Rico's Tacos Loses Liquor Licenses after August Cocaine Bust

Posted By on Mon, Apr 29, 2019 at 3:35 PM

An agent with the California Department of Alcoholic Beverage Control posts a notice of revocation at Rico's Tacos. - SUBMITTED
  • Submitted
  • An agent with the California Department of Alcoholic Beverage Control posts a notice of revocation at Rico's Tacos.

The California Department of Alcoholic Beverage Control has revoked an Arcata taco shop’s liquor license, effective immediately.

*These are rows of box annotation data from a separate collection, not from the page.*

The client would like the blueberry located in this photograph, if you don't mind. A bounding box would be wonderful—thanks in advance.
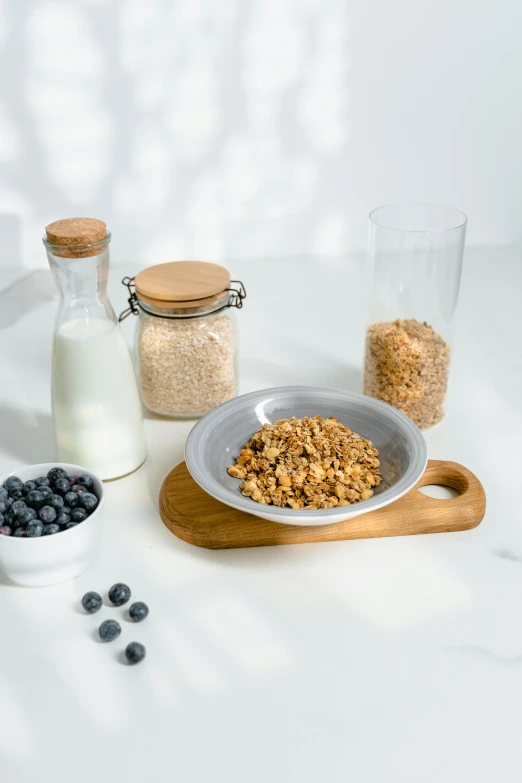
[38,506,56,525]
[63,491,79,508]
[42,522,60,536]
[37,486,53,500]
[45,494,63,511]
[129,601,149,623]
[82,590,103,614]
[25,519,43,538]
[11,500,27,517]
[100,620,121,642]
[55,508,71,526]
[25,489,45,508]
[54,478,71,495]
[109,582,131,606]
[78,475,94,489]
[71,508,89,522]
[47,468,67,484]
[3,508,13,527]
[4,476,24,492]
[125,642,147,663]
[78,492,98,514]
[14,508,36,526]
[22,481,36,495]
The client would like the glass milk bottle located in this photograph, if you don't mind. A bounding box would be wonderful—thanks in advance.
[43,218,147,480]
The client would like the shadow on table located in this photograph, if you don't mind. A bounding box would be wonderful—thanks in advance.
[0,404,55,464]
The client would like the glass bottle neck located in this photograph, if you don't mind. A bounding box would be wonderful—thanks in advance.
[47,247,117,325]
[48,248,109,300]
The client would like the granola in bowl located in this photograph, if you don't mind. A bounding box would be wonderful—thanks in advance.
[228,415,381,509]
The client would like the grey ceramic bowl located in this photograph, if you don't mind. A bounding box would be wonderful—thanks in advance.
[185,386,428,525]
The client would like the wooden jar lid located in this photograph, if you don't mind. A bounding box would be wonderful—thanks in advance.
[134,261,230,307]
[45,218,107,258]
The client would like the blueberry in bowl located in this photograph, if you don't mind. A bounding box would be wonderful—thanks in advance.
[0,463,104,586]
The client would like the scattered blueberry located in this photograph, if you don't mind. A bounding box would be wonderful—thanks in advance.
[78,476,94,489]
[100,620,121,642]
[54,478,71,495]
[3,508,13,527]
[4,476,24,492]
[109,582,131,606]
[42,522,60,536]
[45,493,64,511]
[37,486,53,500]
[38,506,57,525]
[82,590,103,614]
[63,491,79,508]
[56,509,71,526]
[22,481,36,495]
[47,468,67,484]
[13,508,36,526]
[11,500,27,517]
[129,601,149,623]
[25,489,45,508]
[79,492,98,514]
[125,642,147,663]
[71,508,89,522]
[25,519,43,538]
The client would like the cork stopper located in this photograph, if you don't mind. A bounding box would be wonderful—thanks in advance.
[45,218,110,258]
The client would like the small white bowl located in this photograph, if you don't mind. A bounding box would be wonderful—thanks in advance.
[0,462,104,587]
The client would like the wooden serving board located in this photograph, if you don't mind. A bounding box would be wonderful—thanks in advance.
[160,460,486,549]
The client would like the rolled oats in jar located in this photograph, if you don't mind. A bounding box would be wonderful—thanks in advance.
[121,261,246,418]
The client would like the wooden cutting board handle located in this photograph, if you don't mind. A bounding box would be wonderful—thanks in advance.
[160,460,486,549]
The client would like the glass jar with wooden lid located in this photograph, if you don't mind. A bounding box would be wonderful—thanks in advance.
[120,261,246,418]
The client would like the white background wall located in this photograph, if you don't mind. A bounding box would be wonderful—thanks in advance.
[0,0,522,266]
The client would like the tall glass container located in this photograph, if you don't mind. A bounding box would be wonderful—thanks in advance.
[43,218,147,479]
[364,204,467,429]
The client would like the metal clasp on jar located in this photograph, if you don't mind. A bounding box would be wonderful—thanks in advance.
[118,277,247,323]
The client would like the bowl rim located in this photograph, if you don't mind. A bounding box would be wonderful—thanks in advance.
[0,462,105,546]
[185,386,428,525]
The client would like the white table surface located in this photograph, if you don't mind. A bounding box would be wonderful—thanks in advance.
[0,248,522,783]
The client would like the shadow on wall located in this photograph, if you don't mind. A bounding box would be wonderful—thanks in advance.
[0,405,55,464]
[0,0,350,265]
[0,269,56,329]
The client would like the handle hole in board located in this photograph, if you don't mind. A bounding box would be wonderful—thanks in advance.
[419,484,460,500]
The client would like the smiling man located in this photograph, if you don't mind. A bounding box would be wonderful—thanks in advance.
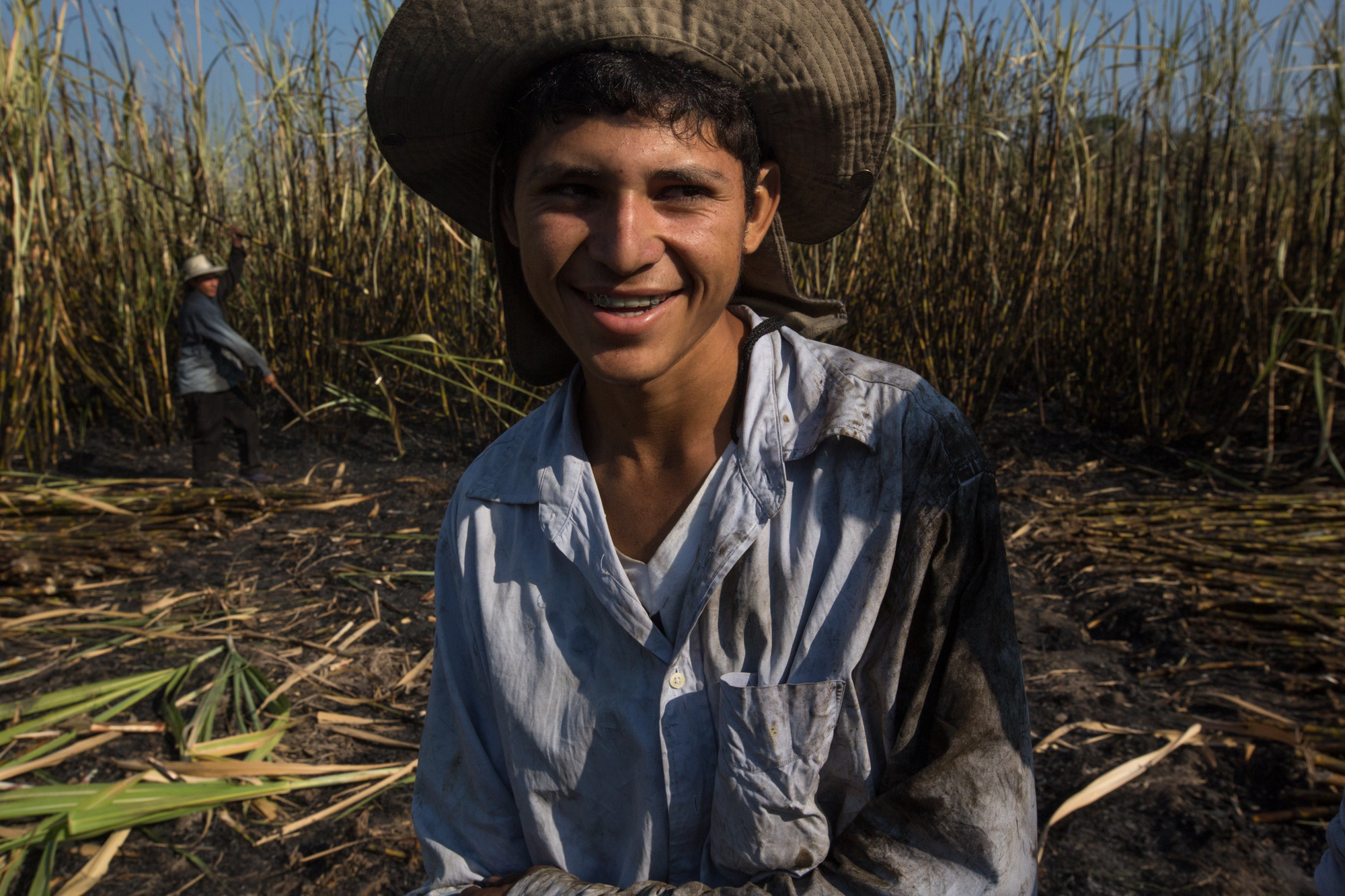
[369,0,1036,896]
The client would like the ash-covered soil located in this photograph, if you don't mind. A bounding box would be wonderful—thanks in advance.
[0,397,1345,896]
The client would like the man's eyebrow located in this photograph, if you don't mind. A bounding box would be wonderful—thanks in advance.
[654,165,724,183]
[529,161,603,180]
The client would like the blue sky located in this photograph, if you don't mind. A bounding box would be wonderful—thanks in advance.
[67,0,1302,114]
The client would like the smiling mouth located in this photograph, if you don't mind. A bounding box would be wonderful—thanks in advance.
[584,292,672,317]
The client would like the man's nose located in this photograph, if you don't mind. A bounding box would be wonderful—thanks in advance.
[588,191,664,277]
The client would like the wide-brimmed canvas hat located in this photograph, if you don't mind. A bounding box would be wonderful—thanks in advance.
[366,0,896,384]
[182,255,229,282]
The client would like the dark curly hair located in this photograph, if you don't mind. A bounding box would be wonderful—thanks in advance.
[500,50,764,214]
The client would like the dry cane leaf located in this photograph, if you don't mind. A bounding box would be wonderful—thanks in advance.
[397,650,434,688]
[1037,723,1200,862]
[323,725,420,749]
[56,827,130,896]
[257,759,420,846]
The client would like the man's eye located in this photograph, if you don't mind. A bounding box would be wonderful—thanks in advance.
[659,183,706,202]
[546,183,597,199]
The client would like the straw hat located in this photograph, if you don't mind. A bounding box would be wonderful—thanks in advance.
[182,255,229,282]
[366,0,896,384]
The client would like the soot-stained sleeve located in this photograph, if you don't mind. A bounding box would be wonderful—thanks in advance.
[410,495,530,896]
[511,452,1037,896]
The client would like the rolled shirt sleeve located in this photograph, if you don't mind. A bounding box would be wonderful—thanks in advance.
[1313,798,1345,896]
[412,501,531,896]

According to a press release, Rico’s Tacos Taqueria has not contested the revocation, which comes about six months after its owner Ariel Arguellas-Sosa was arrested on suspicion of possession and sales of cocaine and methamphetamine. Agents with the Humboldt County Drug Task Force reported seizing more than 3 pounds of cocaine — as well as a combined 10 ounces of heroin and cocaine — and roughly $200,000 in cash last August as a part of its investigation into allegations Arguellas-Sosa was engaged in illegal drug activity.

According to the press release from ABC, agents discovered as a part of that investigation that proceeds from the drug sales were being used to operate the taqueria.

Arguellas-Sosa posted bail in his criminal case and is currently on the lam after failing to appear in court.